Now, a negative divergence has clearly resurfaced - as the index is moving higher, the RSI and MACD are pointing downwards. The index has just fallen through its 16-month moving average and with a MACD signal line crossover, they suggest that an accelerated fall is eminent and the S&P500, which is the world's most closely watched index, will likely lead global equities downwards.

Dow Theory non-confirmation

Thirdly, while the Dow Jones Industrial Average (DJIA) has surpassed its high seen in 2011 and remains in an uptrend, the Dow Jones Transportation Index, which is a more economically sensitive index, has lagged and started to trend downwards. This is a Dow Theory non-confirmation signal which suggests caution ahead.

In addition, the small-cap Russell 2000 index, which is a broader representation of the US economy, has not confirmed DJIA's rally. Small-caps stocks are seen as "soldiers" and if they fall, it would be a matter of time that the larger stocks known as the "generals" would fall too.

US new highs - new lows

Fourthly, market breadth analysis has shown that US stocks have deteriorated since 2011. The market breadth analysis is conducted using the NH-NL indicator, which studies the advance and declines issues of US stocks. The indicator is computed by counting up all of the US stocks that are making new 52-week highs and subtracting all of the US stocks that are making new 52-week lows.

In February 2011, the index showed a negative divergence from the NYSE Composite Index and that served as a warning that market breadth was getting weaker and equity markets saw a sharp drop in July. Once again, since February 2012, market breadth weakened as US stock climbed.
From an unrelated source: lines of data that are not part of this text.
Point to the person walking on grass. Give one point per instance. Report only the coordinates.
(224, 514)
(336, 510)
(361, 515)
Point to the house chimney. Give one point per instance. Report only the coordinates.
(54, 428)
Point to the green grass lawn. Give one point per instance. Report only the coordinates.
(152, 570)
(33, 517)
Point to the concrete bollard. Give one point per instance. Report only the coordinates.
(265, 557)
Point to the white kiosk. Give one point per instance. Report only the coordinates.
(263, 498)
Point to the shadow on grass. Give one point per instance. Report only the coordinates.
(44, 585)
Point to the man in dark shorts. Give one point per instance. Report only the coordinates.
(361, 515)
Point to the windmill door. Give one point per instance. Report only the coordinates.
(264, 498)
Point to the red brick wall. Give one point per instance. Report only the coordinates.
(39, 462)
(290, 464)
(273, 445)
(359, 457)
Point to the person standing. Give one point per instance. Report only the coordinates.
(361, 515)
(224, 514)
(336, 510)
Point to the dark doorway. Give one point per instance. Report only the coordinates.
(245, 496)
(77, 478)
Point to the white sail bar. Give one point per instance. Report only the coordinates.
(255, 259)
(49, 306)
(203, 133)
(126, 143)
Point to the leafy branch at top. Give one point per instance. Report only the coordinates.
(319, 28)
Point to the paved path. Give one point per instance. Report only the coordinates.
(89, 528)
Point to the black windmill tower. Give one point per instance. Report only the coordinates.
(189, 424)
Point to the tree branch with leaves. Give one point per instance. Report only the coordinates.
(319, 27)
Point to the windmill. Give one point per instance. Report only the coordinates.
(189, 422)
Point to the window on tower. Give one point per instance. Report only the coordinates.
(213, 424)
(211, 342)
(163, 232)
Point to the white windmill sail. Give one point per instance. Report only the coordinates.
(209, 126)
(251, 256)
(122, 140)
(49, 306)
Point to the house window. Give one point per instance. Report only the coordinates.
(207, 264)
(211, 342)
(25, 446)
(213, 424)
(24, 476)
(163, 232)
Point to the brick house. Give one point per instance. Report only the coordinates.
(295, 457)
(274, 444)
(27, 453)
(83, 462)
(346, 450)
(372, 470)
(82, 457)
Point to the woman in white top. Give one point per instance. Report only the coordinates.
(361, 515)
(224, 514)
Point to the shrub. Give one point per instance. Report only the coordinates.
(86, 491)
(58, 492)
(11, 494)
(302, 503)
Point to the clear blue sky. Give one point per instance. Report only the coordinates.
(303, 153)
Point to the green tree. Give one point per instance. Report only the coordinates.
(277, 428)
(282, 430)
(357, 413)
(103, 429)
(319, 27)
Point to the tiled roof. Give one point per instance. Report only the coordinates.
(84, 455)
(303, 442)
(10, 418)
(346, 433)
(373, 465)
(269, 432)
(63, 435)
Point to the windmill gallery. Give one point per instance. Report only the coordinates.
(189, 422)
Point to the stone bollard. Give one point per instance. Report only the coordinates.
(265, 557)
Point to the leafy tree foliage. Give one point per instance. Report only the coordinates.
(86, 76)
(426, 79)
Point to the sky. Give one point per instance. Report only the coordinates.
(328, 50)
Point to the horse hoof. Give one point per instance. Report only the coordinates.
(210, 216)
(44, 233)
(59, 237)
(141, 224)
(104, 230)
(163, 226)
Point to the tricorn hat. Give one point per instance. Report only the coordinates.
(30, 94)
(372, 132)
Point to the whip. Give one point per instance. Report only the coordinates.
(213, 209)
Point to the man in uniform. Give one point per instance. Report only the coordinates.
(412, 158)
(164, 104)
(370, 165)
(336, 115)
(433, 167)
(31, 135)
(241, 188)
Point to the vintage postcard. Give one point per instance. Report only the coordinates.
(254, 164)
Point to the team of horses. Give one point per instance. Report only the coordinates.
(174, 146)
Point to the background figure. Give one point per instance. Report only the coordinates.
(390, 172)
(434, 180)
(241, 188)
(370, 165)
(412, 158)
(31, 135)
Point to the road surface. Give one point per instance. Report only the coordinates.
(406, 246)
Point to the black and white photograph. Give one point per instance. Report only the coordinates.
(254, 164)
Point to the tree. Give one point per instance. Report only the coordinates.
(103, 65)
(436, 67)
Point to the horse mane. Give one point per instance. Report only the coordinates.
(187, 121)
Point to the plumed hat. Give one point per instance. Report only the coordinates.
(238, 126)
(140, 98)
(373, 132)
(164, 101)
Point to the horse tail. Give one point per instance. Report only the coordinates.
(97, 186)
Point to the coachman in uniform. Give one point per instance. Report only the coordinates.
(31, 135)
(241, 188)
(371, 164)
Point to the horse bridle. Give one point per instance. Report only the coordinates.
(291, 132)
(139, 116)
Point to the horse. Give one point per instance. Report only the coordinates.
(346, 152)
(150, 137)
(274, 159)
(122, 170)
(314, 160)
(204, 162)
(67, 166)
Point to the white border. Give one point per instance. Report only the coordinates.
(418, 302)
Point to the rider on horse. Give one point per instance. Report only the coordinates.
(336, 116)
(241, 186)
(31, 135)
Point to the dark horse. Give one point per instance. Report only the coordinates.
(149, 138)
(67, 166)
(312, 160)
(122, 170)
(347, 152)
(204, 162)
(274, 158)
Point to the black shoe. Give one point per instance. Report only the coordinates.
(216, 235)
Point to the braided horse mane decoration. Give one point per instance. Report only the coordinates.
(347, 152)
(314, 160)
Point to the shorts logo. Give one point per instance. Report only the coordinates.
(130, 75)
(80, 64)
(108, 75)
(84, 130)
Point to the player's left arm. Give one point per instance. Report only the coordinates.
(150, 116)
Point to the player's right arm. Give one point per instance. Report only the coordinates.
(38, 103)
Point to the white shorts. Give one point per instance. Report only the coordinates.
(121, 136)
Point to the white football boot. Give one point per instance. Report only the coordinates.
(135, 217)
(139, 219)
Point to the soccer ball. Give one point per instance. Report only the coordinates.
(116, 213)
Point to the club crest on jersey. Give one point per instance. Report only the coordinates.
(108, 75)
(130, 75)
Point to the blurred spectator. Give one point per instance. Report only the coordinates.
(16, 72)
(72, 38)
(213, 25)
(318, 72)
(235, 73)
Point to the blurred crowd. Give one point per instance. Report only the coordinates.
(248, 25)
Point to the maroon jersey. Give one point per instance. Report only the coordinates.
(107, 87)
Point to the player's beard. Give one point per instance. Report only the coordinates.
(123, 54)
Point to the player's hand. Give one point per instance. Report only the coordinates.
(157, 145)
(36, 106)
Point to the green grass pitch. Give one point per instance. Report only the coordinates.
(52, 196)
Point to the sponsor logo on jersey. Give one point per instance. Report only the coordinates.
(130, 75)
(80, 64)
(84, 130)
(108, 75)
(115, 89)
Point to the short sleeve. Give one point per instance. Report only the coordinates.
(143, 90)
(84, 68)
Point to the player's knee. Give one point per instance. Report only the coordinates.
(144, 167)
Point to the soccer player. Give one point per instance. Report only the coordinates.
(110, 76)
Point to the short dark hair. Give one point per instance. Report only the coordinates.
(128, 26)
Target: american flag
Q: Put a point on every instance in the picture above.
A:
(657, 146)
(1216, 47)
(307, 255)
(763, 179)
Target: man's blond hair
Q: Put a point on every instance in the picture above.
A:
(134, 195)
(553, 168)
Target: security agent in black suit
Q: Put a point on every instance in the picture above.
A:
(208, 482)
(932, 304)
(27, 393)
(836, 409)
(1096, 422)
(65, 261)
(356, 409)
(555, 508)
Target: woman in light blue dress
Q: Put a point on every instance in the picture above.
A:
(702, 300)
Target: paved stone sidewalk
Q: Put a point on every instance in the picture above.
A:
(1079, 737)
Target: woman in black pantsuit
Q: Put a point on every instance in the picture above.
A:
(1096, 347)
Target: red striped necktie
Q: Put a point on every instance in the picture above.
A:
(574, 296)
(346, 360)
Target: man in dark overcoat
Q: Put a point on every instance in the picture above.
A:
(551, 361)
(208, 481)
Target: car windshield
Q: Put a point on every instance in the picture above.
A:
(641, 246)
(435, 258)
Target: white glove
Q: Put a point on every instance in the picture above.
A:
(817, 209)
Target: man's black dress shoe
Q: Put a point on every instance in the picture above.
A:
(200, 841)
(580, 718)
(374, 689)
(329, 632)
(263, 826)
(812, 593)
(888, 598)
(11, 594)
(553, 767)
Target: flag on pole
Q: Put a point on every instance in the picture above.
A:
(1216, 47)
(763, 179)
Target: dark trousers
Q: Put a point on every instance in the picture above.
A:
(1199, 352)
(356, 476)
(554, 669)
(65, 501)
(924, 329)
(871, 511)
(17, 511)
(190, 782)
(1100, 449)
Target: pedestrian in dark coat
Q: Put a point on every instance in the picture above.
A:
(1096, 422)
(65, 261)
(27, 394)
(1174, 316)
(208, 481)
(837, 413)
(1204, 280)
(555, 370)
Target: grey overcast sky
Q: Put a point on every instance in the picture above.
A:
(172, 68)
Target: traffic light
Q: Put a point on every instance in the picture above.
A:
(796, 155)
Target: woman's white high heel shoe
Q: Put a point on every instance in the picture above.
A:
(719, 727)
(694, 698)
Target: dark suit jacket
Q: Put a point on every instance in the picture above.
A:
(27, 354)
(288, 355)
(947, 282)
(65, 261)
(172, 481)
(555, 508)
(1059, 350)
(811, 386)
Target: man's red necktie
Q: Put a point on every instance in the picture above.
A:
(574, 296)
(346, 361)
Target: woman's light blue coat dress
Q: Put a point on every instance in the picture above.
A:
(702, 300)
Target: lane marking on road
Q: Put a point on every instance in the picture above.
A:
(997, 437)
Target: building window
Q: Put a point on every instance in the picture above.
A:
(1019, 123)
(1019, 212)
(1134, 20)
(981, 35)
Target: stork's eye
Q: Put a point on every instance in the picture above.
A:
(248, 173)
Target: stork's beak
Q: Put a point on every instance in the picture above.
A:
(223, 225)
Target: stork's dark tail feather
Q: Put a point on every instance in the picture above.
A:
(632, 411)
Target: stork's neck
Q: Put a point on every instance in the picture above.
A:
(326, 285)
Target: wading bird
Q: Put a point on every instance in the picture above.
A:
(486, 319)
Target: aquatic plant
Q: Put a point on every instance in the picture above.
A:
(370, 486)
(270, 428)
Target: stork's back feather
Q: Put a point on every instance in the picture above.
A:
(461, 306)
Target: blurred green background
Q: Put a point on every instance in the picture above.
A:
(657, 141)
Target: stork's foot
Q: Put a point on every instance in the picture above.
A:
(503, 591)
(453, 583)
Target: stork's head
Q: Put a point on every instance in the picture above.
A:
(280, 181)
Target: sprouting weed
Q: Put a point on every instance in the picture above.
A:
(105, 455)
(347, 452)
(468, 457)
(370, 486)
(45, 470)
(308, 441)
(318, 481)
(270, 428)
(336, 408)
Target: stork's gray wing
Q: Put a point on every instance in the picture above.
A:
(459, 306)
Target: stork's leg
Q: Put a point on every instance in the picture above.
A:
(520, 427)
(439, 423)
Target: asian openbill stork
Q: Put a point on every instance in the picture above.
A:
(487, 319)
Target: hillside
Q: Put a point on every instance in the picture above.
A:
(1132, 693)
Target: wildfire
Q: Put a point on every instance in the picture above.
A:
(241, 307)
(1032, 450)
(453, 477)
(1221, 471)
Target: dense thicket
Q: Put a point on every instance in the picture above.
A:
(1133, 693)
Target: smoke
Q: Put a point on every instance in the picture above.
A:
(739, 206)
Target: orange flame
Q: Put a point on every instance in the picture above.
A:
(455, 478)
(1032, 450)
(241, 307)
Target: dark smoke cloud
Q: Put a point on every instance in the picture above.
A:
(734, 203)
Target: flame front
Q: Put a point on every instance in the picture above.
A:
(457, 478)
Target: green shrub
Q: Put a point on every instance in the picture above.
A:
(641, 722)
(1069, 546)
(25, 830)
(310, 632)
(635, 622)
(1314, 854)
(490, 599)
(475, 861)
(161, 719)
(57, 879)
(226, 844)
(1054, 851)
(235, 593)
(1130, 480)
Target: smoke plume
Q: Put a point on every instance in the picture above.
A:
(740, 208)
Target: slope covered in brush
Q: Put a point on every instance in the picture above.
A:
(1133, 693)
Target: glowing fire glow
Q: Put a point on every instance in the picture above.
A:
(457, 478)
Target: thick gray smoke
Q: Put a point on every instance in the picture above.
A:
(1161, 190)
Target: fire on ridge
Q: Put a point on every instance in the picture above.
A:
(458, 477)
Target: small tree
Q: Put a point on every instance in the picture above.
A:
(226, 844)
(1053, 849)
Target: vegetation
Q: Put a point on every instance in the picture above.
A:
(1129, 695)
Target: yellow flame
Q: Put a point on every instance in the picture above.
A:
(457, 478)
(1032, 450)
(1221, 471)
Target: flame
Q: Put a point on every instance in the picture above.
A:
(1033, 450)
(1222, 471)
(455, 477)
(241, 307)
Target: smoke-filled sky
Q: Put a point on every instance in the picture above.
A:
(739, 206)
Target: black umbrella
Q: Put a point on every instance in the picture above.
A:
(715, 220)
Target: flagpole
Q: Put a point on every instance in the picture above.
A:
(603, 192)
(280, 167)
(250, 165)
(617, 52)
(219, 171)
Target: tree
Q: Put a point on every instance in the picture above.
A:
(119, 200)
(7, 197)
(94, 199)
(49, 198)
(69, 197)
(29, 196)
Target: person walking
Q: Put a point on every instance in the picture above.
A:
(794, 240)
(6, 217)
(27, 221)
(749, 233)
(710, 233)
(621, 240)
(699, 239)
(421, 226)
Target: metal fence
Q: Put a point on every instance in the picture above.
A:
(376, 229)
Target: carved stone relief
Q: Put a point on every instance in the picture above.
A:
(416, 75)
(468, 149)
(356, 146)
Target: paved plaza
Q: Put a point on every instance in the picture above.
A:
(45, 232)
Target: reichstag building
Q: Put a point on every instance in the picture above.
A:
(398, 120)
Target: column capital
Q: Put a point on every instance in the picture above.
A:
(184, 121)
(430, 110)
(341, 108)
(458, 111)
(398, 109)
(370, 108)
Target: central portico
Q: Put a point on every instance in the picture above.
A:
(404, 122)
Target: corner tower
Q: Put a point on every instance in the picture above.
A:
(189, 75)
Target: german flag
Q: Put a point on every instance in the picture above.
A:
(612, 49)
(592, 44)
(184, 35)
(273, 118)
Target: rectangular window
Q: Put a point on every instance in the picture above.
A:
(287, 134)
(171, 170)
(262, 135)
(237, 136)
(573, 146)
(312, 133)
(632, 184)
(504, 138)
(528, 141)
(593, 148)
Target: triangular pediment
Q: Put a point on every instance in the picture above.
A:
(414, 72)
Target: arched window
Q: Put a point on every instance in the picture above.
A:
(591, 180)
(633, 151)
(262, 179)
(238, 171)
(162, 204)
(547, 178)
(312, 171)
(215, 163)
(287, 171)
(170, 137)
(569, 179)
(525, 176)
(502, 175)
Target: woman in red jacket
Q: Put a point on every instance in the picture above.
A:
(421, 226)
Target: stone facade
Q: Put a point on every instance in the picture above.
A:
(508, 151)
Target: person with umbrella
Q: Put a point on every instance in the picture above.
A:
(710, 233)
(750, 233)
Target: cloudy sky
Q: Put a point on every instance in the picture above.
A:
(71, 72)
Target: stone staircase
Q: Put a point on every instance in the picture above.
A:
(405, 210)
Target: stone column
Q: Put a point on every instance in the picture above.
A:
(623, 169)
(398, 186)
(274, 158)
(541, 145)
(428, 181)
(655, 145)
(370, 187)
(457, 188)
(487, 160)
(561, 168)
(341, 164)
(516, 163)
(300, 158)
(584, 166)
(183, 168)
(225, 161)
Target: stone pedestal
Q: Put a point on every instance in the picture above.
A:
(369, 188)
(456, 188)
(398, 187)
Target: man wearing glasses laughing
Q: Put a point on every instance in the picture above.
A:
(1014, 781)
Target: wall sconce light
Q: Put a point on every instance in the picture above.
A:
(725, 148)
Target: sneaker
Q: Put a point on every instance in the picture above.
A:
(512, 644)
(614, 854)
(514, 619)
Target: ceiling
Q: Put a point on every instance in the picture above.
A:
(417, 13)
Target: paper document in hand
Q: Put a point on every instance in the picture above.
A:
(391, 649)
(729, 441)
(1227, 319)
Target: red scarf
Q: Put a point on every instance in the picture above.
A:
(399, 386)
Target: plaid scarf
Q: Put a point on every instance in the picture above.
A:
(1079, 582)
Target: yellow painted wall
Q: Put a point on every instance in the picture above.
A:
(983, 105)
Now the NH-NL indictor has begun to turn negative suggesting that the US stocks are ready to roll over into a bear phase.

Year-over-Year (YoY) GDP per cent change and current recession risk

Lastly, an observation from 1947 shows that when the YoY change falls below 2 per cent, a recession could likely follow a few months later. However, investors must note that the determination on recession start dates are always announced much later, after the bear market has occurred. The latest YoY real GDP at 1.99 per cent suggests that the bearish technical studies should not be taken lightly.

Conclusion

Now that I have planted a bear bug in readers' minds, they must be careful to avoid suffering from bearish confirmation bias - which would cause them to miss a stockmarket rally if market conditions improve. Equity markets are at oversold levels and could recover soon but if market breadth remains weak, any rally should be short- lived.

However, we could see a sustainable rally if the US Federal Reserve Board decides to introduce a third round of quantitative easing measures (aka QE3) after their meeting on June 19-20. In addition, as this is a presidential election year, the US president could activate the "Plunge Protection Team" to positively rig the market and surprise us on the upside before the November elections. Likewise, other global policymakers like China could also launch policies to stimulate their economy while the European Union is also on standby with a US$1 trillion "firewall" to fight the financial contagion from the region's ongoing debt crisis.